Gary slow dances with mama. She misses her baby. In the political election film Primary Colors, Emma Thompson’s future first lady bemoans the bond between southern boys and their mamas. Grown men cry at the mere mention of the motherly anything. Gary and his mom Imogene have an otherly something going on.
Amy (Anna Chlumsky) spends most of the time retracing Mike’s steps trying to find his presidential travel diary. She’s slipping in status, and has no discernable social skills. The former chief of staff is losing every responsibility to Richard.
Richard (Sam Richardson) is forever a wonder. He takes on every job thrown at him, whether he’s thrown by it or not. He remembers, in the middle of looking for a pen, that he has photographic memory and doesn’t need one. He knows everything there is to know about jug bands and isn’t afraid to admit that. When Selina puts him in charge of funding her library he goes from mild surprise to full commitment in less than a heartbeat. “We’re still doing that? I better get to work then.”
It’s the little things that make you appreciate a show as indelicately nuanced as Veep. At one point Jonah Ryan (Timothy Simons) hands Kent a used napkin. straight from his mouth I think. Kent Davidson (Gary Cole), the man who can tell Grateful Dead touring band members from actual band members, gives it an inquisitively disgusted look. The disdain on his face is wonderful. It’s a very small moment, but such a broad peak into the man who took the S out of Daylight Saving Time.
There is a hysterical visual when Jonah bashes the congressman on the foot while trying to beat the clock. This goes back to when the lanky former presidential page was pushed to run as the Freshman congressman from New Hampshire and he couldn’t split a pre-chopped log.
Congressman Ryan accomplished more in a month than most extremely stupid do in a lifetime, President Laura Montez (Andrea Savage) admits before getting a front row view on exactly how extremely stupid Jonah can be.

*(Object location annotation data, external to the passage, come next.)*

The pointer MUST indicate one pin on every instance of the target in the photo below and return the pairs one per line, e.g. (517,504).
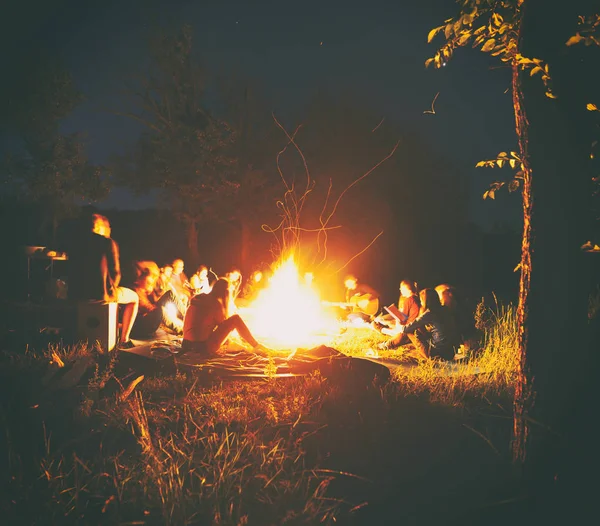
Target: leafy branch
(492,26)
(511,160)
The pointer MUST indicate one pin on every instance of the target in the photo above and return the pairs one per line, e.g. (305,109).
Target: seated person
(464,323)
(439,336)
(362,299)
(409,305)
(153,309)
(206,325)
(95,274)
(146,268)
(199,281)
(234,276)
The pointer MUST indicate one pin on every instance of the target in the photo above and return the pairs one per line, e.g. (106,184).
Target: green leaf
(432,33)
(448,31)
(575,39)
(489,45)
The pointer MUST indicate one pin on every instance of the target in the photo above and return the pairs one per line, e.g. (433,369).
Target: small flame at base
(288,313)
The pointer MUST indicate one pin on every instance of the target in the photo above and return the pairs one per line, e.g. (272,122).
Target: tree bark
(554,349)
(192,242)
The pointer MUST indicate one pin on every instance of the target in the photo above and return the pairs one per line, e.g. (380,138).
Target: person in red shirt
(95,274)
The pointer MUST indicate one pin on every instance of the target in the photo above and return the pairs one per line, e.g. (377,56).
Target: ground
(174,449)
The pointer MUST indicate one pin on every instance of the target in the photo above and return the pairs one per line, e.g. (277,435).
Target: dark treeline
(479,262)
(210,153)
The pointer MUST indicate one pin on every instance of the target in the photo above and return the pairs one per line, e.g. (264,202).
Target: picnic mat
(239,363)
(236,362)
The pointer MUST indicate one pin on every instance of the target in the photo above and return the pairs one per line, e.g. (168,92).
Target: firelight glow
(288,312)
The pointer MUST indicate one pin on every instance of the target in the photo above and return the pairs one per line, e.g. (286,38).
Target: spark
(432,111)
(380,123)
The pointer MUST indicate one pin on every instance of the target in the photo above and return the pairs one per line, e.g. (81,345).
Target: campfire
(288,312)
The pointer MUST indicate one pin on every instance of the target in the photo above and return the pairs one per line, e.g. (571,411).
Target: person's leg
(130,300)
(220,334)
(421,345)
(148,324)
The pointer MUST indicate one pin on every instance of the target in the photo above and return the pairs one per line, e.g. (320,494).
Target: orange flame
(288,313)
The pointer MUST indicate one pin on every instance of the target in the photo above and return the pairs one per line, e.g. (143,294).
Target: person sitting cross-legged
(95,274)
(409,306)
(438,336)
(153,307)
(206,325)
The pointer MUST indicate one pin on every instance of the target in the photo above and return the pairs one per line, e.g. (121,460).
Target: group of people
(202,311)
(432,323)
(202,308)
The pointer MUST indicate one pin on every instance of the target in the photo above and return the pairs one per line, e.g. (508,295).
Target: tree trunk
(555,276)
(192,241)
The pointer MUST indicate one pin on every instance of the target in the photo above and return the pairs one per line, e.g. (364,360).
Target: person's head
(407,288)
(445,294)
(167,271)
(234,275)
(221,290)
(178,266)
(100,225)
(430,300)
(202,272)
(350,282)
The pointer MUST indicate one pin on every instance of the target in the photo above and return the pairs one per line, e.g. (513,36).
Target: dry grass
(176,452)
(488,370)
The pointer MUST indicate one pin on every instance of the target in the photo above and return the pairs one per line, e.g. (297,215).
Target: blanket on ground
(240,363)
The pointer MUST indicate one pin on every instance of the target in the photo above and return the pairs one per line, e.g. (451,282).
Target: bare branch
(360,253)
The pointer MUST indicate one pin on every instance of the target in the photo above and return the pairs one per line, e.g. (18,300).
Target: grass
(173,451)
(488,370)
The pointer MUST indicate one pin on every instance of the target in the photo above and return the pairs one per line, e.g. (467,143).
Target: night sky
(374,51)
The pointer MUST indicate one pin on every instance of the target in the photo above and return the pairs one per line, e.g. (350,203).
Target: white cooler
(97,323)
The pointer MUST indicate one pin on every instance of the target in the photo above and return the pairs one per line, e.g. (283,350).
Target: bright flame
(170,312)
(288,313)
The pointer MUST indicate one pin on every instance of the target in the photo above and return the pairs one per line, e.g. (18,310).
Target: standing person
(362,299)
(155,307)
(438,338)
(179,281)
(206,325)
(199,281)
(95,274)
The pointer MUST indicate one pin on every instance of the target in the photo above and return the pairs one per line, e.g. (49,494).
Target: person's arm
(114,265)
(421,321)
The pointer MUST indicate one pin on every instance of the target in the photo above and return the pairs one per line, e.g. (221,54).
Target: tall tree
(187,150)
(554,172)
(46,166)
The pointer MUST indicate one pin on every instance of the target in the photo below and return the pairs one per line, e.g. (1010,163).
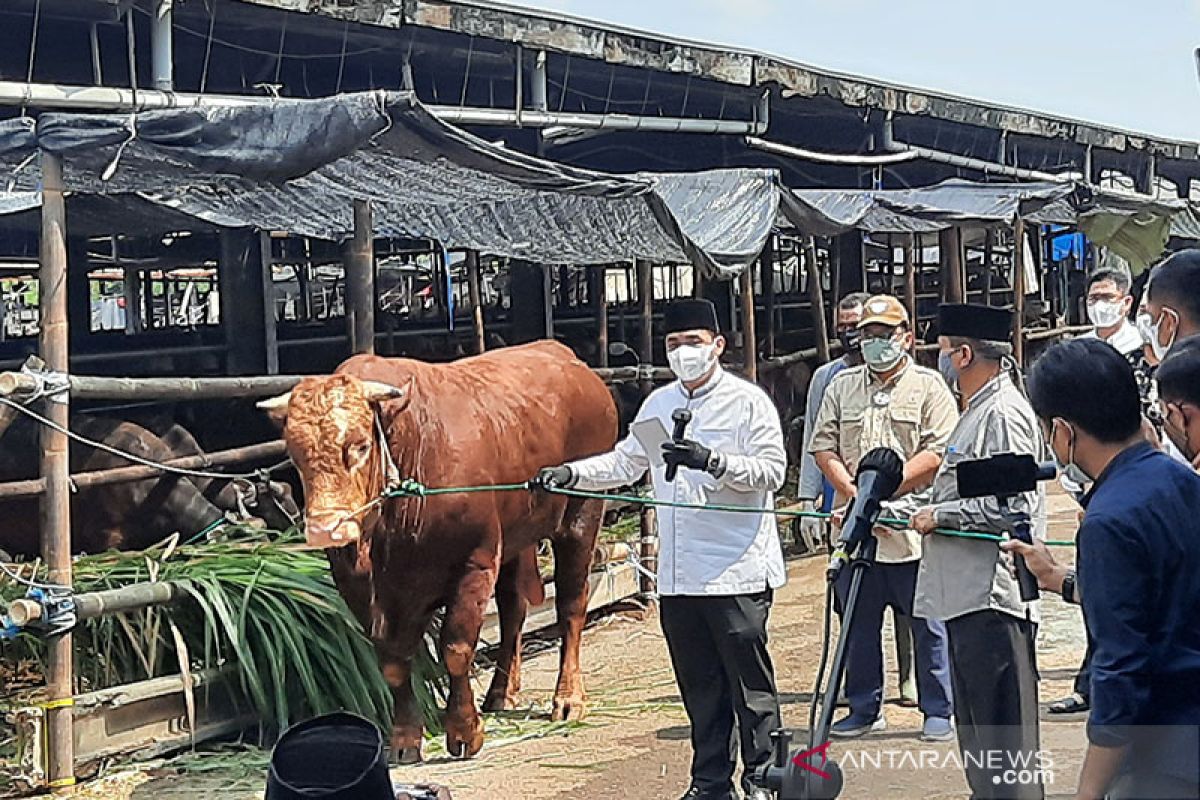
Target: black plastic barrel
(334,757)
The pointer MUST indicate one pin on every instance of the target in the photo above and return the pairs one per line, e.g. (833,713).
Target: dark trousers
(1084,677)
(883,585)
(995,701)
(718,648)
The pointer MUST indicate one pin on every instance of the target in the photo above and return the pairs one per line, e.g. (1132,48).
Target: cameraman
(966,583)
(1139,576)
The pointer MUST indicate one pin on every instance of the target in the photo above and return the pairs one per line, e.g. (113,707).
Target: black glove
(688,453)
(553,477)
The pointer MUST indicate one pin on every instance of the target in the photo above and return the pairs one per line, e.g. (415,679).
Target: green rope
(408,488)
(208,529)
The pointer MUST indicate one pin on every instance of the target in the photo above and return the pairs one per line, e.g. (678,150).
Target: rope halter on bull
(393,485)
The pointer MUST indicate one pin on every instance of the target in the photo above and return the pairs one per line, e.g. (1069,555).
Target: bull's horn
(275,405)
(377,392)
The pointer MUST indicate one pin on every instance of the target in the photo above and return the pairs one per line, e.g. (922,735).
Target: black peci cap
(975,322)
(333,757)
(690,316)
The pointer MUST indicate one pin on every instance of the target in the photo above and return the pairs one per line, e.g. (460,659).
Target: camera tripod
(810,774)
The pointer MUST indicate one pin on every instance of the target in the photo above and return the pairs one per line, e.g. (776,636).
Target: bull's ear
(378,392)
(276,407)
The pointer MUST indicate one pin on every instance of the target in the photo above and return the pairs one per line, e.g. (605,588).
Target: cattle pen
(163,277)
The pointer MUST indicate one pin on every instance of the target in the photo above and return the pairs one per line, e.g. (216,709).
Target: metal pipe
(847,158)
(360,300)
(102,603)
(527,118)
(749,332)
(114,98)
(55,506)
(161,46)
(97,72)
(475,294)
(539,82)
(889,144)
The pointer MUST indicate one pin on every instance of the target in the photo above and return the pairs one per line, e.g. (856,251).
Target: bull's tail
(529,578)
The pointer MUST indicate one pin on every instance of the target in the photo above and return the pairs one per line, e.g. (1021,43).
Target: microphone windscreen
(888,469)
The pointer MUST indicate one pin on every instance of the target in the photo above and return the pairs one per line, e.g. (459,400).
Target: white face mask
(1105,313)
(693,361)
(1157,328)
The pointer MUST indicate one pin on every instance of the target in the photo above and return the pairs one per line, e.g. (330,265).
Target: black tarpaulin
(1135,227)
(297,166)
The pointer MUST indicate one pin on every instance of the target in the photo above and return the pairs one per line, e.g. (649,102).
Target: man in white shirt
(1109,304)
(718,570)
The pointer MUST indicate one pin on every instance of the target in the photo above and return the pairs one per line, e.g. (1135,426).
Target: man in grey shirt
(815,489)
(967,583)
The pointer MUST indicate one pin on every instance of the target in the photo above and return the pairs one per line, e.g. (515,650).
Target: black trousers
(995,679)
(718,648)
(1084,677)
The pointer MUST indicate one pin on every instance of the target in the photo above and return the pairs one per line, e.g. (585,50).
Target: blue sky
(1122,62)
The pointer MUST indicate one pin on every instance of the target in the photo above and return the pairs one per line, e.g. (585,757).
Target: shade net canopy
(1137,227)
(298,166)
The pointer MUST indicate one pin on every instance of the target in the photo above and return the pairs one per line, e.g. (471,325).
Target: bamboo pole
(139,471)
(767,281)
(749,334)
(648,551)
(90,388)
(646,312)
(910,278)
(1019,290)
(360,300)
(949,245)
(477,300)
(1056,332)
(270,329)
(988,239)
(816,299)
(55,506)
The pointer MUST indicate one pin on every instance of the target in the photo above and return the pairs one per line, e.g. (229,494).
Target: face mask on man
(1068,467)
(693,361)
(882,354)
(1150,331)
(1105,313)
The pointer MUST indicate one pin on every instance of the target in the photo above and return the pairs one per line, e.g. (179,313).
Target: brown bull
(485,420)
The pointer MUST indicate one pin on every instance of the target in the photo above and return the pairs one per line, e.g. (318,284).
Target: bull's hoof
(406,745)
(569,708)
(498,702)
(465,739)
(406,756)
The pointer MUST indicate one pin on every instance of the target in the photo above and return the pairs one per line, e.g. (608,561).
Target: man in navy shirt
(1138,576)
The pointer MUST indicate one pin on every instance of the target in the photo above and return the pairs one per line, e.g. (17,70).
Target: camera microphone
(681,416)
(880,474)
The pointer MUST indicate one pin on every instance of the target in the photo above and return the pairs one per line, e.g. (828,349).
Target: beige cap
(883,310)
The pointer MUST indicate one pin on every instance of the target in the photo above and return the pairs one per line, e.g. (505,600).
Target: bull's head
(333,435)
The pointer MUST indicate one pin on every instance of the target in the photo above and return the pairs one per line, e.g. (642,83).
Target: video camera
(810,774)
(1005,476)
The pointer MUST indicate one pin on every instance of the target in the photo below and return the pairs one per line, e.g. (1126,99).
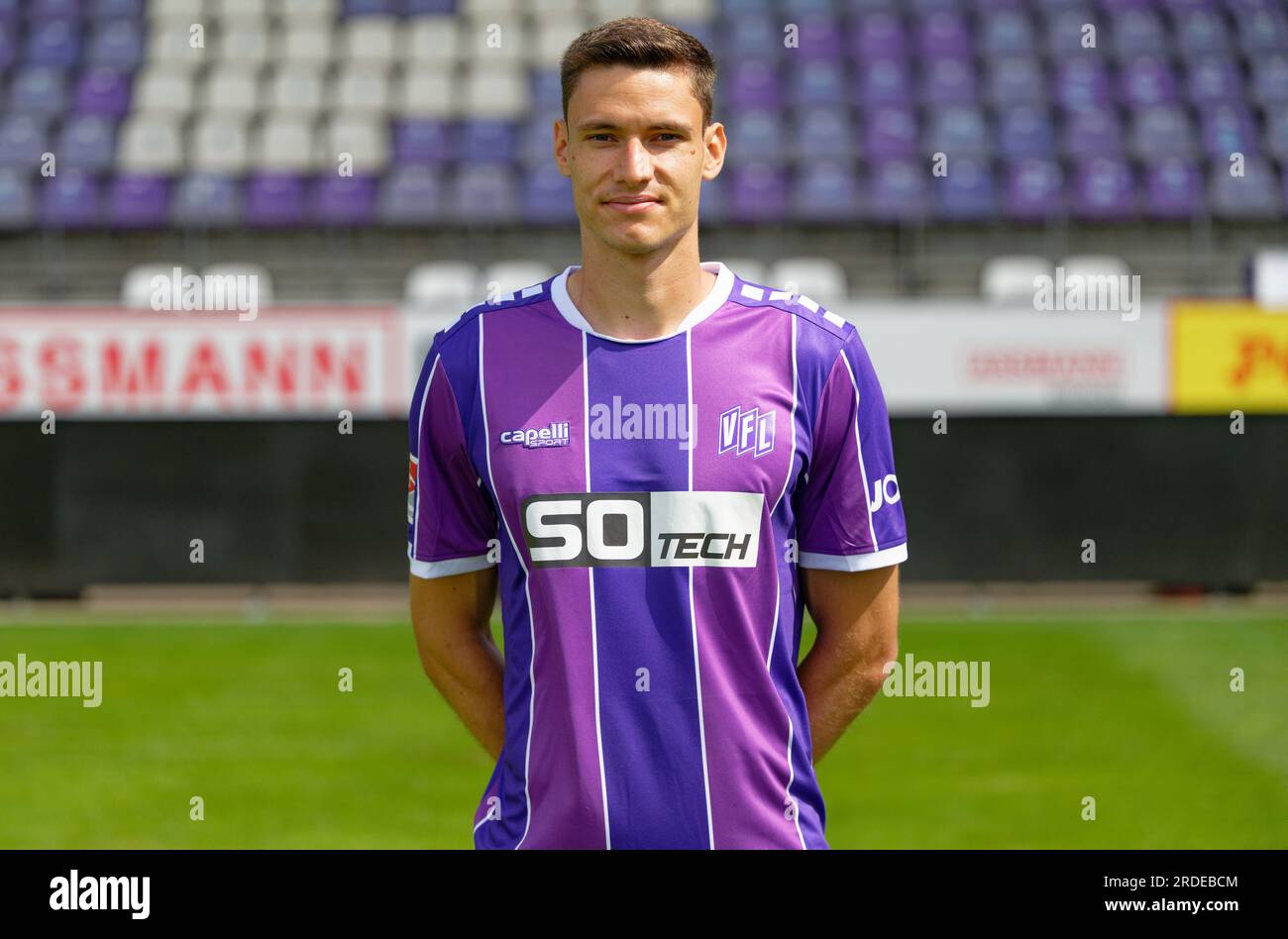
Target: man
(644,451)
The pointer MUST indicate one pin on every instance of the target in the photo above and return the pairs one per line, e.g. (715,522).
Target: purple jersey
(648,502)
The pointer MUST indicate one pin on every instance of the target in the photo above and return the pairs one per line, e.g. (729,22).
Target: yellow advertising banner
(1229,356)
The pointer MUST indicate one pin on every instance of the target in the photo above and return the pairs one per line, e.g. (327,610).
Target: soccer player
(658,464)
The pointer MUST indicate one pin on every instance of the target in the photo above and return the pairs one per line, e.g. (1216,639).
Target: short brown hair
(640,43)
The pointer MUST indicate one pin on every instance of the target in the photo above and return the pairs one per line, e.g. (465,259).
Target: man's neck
(630,296)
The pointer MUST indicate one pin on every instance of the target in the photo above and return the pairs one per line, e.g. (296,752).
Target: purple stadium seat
(1025,132)
(1166,129)
(546,91)
(69,200)
(204,200)
(38,88)
(17,202)
(759,136)
(275,200)
(944,35)
(1017,80)
(138,201)
(713,202)
(1262,30)
(1082,82)
(1104,188)
(1064,33)
(423,141)
(819,81)
(116,44)
(1229,129)
(758,193)
(1270,78)
(103,91)
(822,134)
(949,81)
(828,192)
(820,37)
(24,138)
(548,197)
(483,195)
(755,37)
(1256,195)
(485,141)
(1006,33)
(411,196)
(53,43)
(1093,132)
(88,142)
(8,44)
(1173,189)
(1034,189)
(885,81)
(967,193)
(1276,134)
(754,84)
(877,35)
(890,133)
(1214,80)
(1201,31)
(114,9)
(53,9)
(1138,33)
(897,191)
(1145,82)
(344,200)
(957,132)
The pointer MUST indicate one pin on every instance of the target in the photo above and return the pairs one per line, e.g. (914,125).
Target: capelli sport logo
(643,528)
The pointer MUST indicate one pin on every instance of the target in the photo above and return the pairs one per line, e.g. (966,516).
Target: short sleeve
(450,518)
(850,513)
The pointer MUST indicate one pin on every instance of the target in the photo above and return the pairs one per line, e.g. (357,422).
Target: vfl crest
(746,430)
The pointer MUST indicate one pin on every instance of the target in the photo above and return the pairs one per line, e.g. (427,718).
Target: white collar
(709,304)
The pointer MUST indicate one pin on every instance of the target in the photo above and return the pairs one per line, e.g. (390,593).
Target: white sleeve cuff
(855,562)
(445,569)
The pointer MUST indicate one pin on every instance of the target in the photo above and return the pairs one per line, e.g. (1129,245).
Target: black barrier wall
(1171,500)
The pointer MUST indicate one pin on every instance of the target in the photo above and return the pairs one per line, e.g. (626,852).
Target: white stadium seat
(1270,278)
(503,94)
(295,89)
(361,88)
(263,279)
(361,136)
(284,143)
(443,285)
(819,278)
(162,89)
(219,145)
(150,145)
(1009,278)
(309,44)
(370,39)
(304,11)
(243,44)
(137,287)
(425,93)
(432,43)
(230,89)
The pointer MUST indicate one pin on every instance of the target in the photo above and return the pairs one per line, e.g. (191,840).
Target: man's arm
(858,633)
(451,617)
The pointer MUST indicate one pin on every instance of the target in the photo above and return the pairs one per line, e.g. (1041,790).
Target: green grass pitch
(1133,710)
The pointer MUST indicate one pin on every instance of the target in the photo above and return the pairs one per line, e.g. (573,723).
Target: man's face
(636,154)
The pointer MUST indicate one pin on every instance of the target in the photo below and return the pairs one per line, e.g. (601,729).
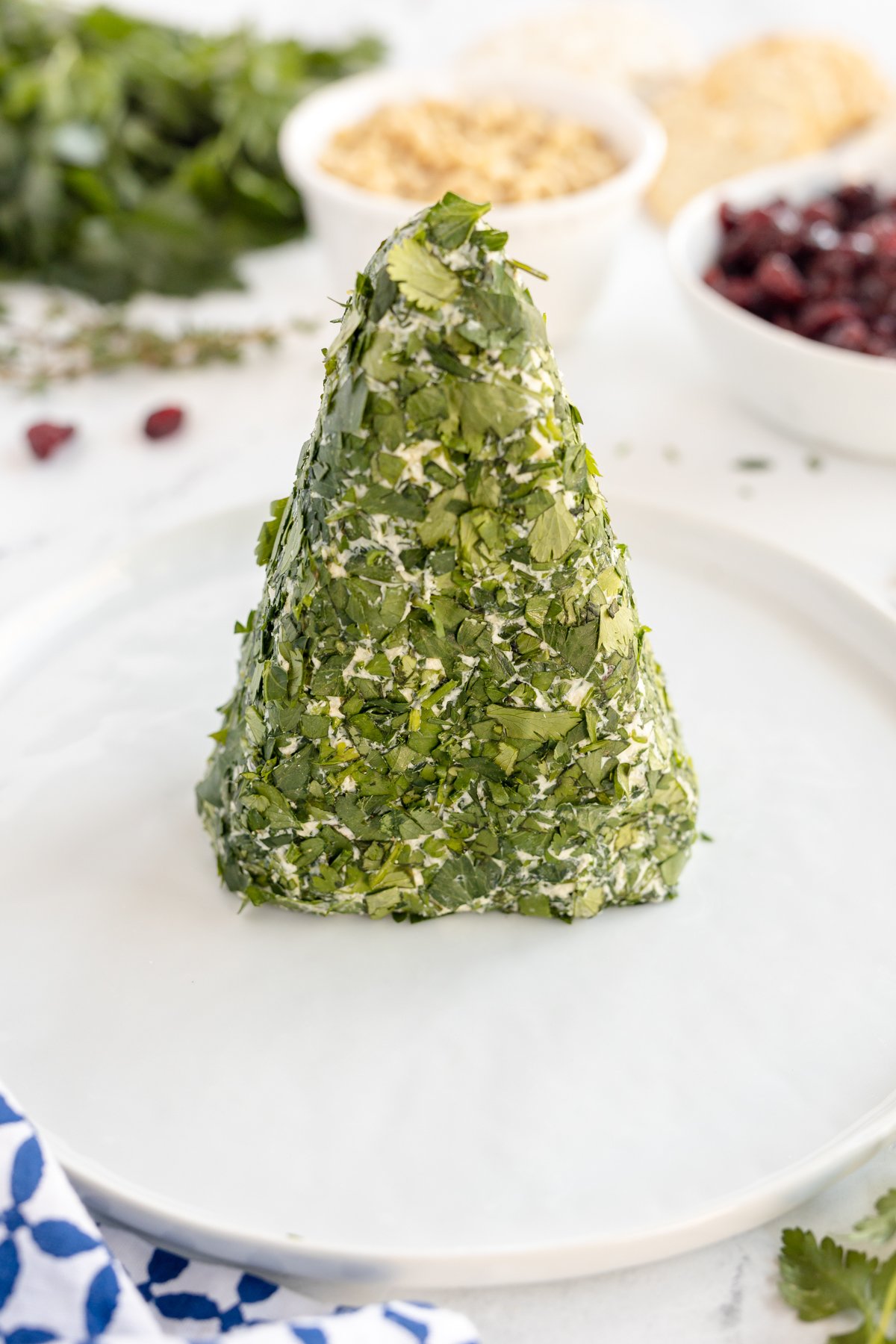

There’s a reason no woman, even the first elected woman president, will be alone with him for more than a few seconds before someone feels compelled to step in for protection.
Jonah fires Ben, who takes it well. As a matter of fact, he’s pretty happy about it. He spends his first free day with some kind of fancy Big Gulp filled with at least 86 proof. Jonah’s taking all his talking points from his fiancé and her father Fyvush Fuckhole. Everything they say is political poison, but the gawky congressman is riding a wave of popularity. He goes against every institutional instinct and the voters appear to love him, until they don’t.
That happens on CBS, who wins a coin toss on who will show the congressman a good time in the big city. Even the morning news is a hoot. “A long lost letter from WWII is finally delivered, ending a 60 year marriage.” You can’t help but fill in the blanks. But it’s not enough to boost Dan Eagan’s (Reid Scott) ratings. The new sex appeal doesn’t do it for the viewers and the only thing that can save his anchor chair is an the biggest interview the Beltway has to offer. Until somebody else takes the president’s offer.
“Judge” is a crispy bite of charbroiled wings. It expands on the idea that no one goes Washington without a trunkful of trauma.